In support of their claimed business income losses, Plaintiffs provided Farmers only the “Consolidated Income Statement,” the bank account statements for Mehrabi, Inc., a copy of the restaurant’s lease, and the cancelled checks. (DE, Ex. 6; Mehrabi Decl. ¶ 16.) Despite the various deficiencies in these records, Plaintiffs did not respond to Farmers’ further requests for documents. (UMF 12-15.) This undisputed evidence shows that Plaintiffs failed to comply with these duties under the Policy, and that Defendants were substantially prejudiced by Plaintiffs’ failure to provide the requested information. (See Abdelhamid v. Fire Ins. Exchange (2010) 182 Cal.App.4th 990, 1007 [finding that insurer “was substantially prejudiced by [insured’s] failure to produce documentation, failure to answer material questions, failure to submit a complete proof of loss with supporting documentation, and refusal to cooperate”].)

In opposition, Plaintiffs attempt to rely on Mehrabi’s declaration statement that, “[d]uring my Examination Under Oath I informed Farmers’ counsel that I had previously provided all documents in my possession that were requested by Farmers and that I had no more additional documents to provide.” (Mehrabi Decl. ¶ 34.) This statement is plainly contradicted by the transcript of Mehrabi’s EUO, in which he testified as to the existence of various relevant documents that he possessed but had not yet produced, including records related to employees, sales, food purchases, catering orders, and credit card transactions. (DE, Ex. 7, pp. 37, 41-42, 47, 85, 90, 113.) Because “[a]fter-the-fact attempts to reverse prior admissions are impermissible because a party cannot rely on contradictions in his own testimony to create a triable issue of fact,” this evidence is insufficient. (Gabrielle A. v. County of Orange (2017) 10 Cal.App.5th 1268, 1282.)

Accordingly, summary adjudication is warranted on the first cause of action for breach of contract.
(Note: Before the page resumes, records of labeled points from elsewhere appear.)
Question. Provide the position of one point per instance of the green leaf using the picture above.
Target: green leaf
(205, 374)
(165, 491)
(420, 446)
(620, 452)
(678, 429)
Because Plaintiffs have failed to show a triable dispute as to their breach of contract claim, Plaintiffs’ derivative claims for breach of implied covenant of good faith and fair dealing, violation of the Unfair Competition Law, and negligence also fail. (See Brizuela, 116 Cal.App.4th at 588 [“The reasonableness of an insurer's conduct in processing a claim may be a question of fact. But when the evidence is undisputed and only one reasonable inference can be drawn from the evidence, the issue of reasonableness is a question of law”].) Summary judgment is therefore granted in favor of Defendants.